Republican supporters of the freshly passed measures — which, because they were passed by joint resolution, did not require the governor’s signature — said they would shield the state constitution from efforts to change it funded by “special interests” outside the state.

GOP supporters of both the January measure eliminating the August special election and the latest measure scheduling one this summer did not address the contradiction when polled by NBC News.

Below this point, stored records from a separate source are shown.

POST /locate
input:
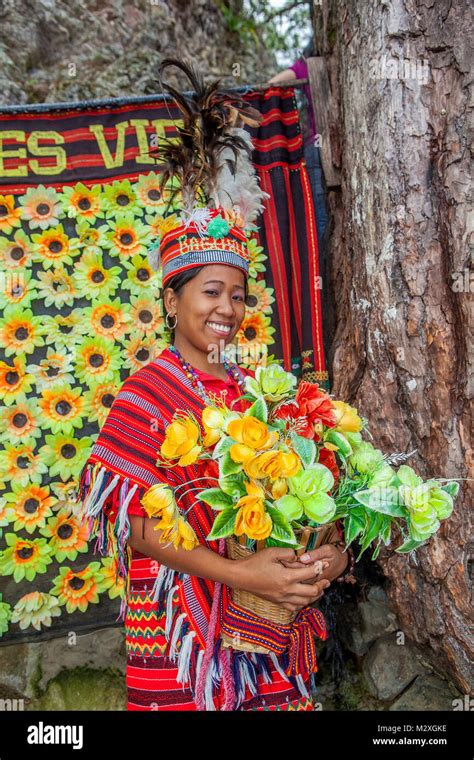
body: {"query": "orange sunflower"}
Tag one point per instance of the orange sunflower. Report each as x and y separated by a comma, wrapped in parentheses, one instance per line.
(67, 536)
(62, 408)
(110, 319)
(78, 589)
(29, 507)
(15, 381)
(10, 216)
(19, 422)
(54, 246)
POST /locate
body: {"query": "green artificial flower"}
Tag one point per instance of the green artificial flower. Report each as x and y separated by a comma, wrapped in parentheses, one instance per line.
(141, 278)
(35, 609)
(93, 280)
(128, 237)
(57, 288)
(40, 206)
(309, 495)
(16, 253)
(81, 202)
(18, 289)
(218, 227)
(97, 360)
(91, 239)
(65, 455)
(5, 616)
(20, 331)
(119, 198)
(365, 459)
(25, 557)
(19, 422)
(272, 382)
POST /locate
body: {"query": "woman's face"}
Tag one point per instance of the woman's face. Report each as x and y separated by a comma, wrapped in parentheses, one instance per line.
(210, 307)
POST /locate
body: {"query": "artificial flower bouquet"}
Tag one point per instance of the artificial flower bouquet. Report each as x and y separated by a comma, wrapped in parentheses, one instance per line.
(291, 465)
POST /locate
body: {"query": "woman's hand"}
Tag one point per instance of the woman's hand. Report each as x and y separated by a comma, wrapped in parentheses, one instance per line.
(336, 560)
(277, 576)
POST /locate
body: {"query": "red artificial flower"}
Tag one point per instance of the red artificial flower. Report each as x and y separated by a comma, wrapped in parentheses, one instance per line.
(328, 459)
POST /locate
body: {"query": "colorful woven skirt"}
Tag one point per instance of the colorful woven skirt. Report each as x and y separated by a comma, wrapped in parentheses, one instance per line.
(151, 677)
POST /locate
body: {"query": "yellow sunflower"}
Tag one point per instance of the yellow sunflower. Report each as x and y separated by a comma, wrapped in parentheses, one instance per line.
(146, 315)
(55, 367)
(10, 216)
(28, 506)
(98, 401)
(83, 202)
(259, 299)
(97, 360)
(40, 206)
(24, 557)
(18, 289)
(15, 380)
(19, 423)
(141, 351)
(62, 408)
(67, 536)
(20, 331)
(255, 329)
(15, 253)
(20, 464)
(54, 246)
(78, 589)
(57, 288)
(111, 319)
(93, 279)
(128, 237)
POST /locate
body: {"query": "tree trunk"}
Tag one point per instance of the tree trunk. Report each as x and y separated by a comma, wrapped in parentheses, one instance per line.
(398, 278)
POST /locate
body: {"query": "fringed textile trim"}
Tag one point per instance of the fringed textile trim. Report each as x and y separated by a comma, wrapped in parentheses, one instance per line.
(234, 669)
(297, 638)
(97, 486)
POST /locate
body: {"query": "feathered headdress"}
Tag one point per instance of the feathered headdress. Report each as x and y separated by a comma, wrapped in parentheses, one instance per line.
(208, 172)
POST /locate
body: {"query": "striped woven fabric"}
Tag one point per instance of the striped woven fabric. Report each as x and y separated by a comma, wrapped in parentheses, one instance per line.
(167, 613)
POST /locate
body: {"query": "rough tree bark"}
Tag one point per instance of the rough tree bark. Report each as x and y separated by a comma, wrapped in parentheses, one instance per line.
(399, 278)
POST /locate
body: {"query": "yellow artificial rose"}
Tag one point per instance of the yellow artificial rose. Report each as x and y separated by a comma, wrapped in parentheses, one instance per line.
(157, 499)
(253, 521)
(213, 423)
(252, 433)
(181, 440)
(291, 463)
(186, 536)
(347, 418)
(255, 495)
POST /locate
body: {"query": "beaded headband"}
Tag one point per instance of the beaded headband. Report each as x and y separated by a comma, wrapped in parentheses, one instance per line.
(209, 167)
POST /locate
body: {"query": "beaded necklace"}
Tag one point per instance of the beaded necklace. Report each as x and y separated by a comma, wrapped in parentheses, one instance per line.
(191, 374)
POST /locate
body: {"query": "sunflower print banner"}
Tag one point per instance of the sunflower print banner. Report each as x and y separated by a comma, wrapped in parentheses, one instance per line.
(80, 207)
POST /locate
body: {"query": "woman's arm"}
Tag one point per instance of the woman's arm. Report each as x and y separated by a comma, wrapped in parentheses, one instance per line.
(262, 573)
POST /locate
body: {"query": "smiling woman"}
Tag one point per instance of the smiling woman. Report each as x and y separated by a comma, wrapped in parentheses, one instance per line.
(177, 594)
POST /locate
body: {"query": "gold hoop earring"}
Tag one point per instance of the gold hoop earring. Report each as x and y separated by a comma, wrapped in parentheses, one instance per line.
(171, 327)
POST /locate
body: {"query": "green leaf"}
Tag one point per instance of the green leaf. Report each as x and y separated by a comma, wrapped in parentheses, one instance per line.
(259, 410)
(451, 488)
(384, 500)
(305, 448)
(409, 545)
(224, 524)
(339, 440)
(215, 498)
(282, 530)
(222, 447)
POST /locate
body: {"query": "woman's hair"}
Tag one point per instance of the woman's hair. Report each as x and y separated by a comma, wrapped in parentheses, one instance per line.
(179, 280)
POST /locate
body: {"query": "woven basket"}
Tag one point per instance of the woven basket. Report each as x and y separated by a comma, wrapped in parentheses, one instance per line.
(271, 611)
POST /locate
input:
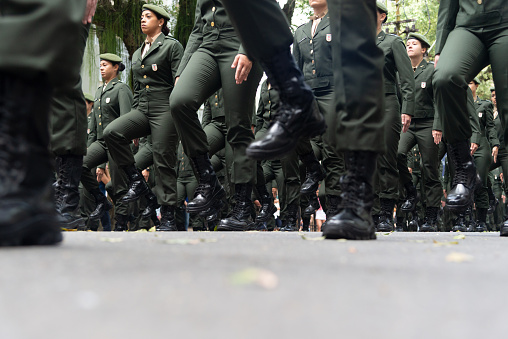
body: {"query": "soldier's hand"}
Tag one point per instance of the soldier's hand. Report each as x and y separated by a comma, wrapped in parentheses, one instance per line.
(91, 5)
(473, 148)
(406, 121)
(437, 135)
(495, 150)
(243, 66)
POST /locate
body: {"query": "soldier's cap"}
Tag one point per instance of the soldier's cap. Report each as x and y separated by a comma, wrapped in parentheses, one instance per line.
(113, 58)
(382, 7)
(156, 9)
(89, 97)
(423, 40)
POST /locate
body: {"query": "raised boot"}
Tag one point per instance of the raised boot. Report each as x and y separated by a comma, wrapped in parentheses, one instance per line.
(481, 223)
(267, 206)
(209, 188)
(298, 114)
(239, 220)
(291, 219)
(121, 223)
(464, 180)
(430, 224)
(70, 175)
(314, 173)
(167, 222)
(411, 198)
(102, 204)
(137, 184)
(151, 204)
(386, 217)
(354, 220)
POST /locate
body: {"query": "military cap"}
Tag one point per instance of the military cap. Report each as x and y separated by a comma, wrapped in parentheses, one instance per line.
(156, 9)
(425, 43)
(89, 97)
(382, 7)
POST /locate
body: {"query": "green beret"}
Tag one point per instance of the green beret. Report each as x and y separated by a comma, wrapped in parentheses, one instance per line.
(156, 9)
(89, 97)
(110, 57)
(382, 7)
(425, 43)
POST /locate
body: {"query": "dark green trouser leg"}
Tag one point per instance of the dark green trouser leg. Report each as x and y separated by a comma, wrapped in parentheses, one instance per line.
(463, 57)
(68, 123)
(483, 159)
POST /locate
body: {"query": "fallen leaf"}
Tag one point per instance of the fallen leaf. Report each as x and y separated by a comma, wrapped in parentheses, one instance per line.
(444, 243)
(255, 276)
(111, 239)
(312, 238)
(458, 257)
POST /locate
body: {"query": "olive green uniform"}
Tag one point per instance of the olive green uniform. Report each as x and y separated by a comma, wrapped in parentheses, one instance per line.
(153, 80)
(470, 35)
(424, 121)
(397, 62)
(483, 155)
(205, 68)
(110, 103)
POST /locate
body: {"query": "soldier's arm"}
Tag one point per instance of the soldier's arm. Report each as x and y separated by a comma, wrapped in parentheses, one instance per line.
(195, 40)
(406, 74)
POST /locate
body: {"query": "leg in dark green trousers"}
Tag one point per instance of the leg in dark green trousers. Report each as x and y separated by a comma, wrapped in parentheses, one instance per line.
(464, 55)
(120, 133)
(207, 71)
(420, 133)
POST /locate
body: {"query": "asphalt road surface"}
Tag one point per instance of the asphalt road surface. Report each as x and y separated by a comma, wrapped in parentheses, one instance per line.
(256, 285)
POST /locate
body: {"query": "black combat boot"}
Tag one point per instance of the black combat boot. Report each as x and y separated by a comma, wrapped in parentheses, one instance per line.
(354, 220)
(411, 198)
(464, 180)
(121, 223)
(209, 188)
(267, 206)
(430, 224)
(239, 220)
(298, 114)
(314, 173)
(459, 224)
(151, 204)
(70, 175)
(481, 223)
(137, 184)
(313, 205)
(102, 204)
(167, 223)
(386, 217)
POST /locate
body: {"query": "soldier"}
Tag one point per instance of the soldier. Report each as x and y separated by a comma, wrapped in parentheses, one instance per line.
(112, 100)
(154, 67)
(214, 58)
(398, 63)
(358, 122)
(470, 35)
(424, 131)
(28, 73)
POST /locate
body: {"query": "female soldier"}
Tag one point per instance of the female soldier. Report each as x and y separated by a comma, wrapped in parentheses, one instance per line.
(112, 100)
(211, 57)
(154, 67)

“While we do not comment on litigation or potential litigation, under the Ohio constitution, the general assembly has sole authority to set the time, place and manner of an election,” said LaRose spokesman Rob Nichols in a statement. “We have full confidence that the election professionals who lead our County Election Commissions will faithfully deliver another secure, accessible, and accurate election for Ohio voters.”

State Representative Brian Stewart, who sponsored the last joint resolution but also supported January’s bill, said in a statement that there was no contradiction. He attributed his support for the January bill to concerns about the cost and participation in the more restricted local elections in August.

“That concern doesn’t exist in the context of a statewide election, which will take place in every community in Ohio,” Stewart said.

DeWine, for his part, said he supports raising the threshold required to amend the state constitution, though his spokesperson noted to NBC News that the measure calling for an August election passed without having require the governor’s signature.

“The Ohio General Assembly generally has the power to set election dates under the Ohio Constitution. The Elections Bill and this separate resolution may be considered the General Assembly of the “Ohio exercising that power. Our office was not a party to the resolution,” DeWine spokesman Dan Tierney said in a statement.

Meanwhile, the lawsuit (along with another filed by the Elias Law Group alleging that ballot wording for the Aug. 8 election was designed to intentionally mislead voters), benefited from a process accelerated by the Supreme Court of Ohio.

The Ohio Supreme Court – on which the conservatives hold a 4-3 advantage – is expected to rule on the matter quickly.

If the August election goes as planned and voters pass the measurement threshold, the amendment proposed in November to enshrine the right to abortion would require 60% of voters to pass. If he fails in August, he will only need a majority.

The amendment proposed in November is designed to thwart Ohio’s “heartbeat bill,” which came into place immediately after the Supreme Court overturned it. Roe vs. Wade last summer. This law effectively bans most abortions — but includes exceptions for the pregnant woman’s health and for ectopic pregnancy — though it remains temporarily blocked by a state judge.

However, abortion rights groups aren’t holding their breath for a favorable state high court ruling and are pressing ahead with their organization in a “vote no” effort for the August ballot.

“Do I think the [state] Should the Supreme Court declare it illegal? Absolutely. I think that would be the right thing to do,” Azevedo said. “But I’m not sure they will.”

“So we have to be ready to fully support the ‘no vote’ in August,” she said.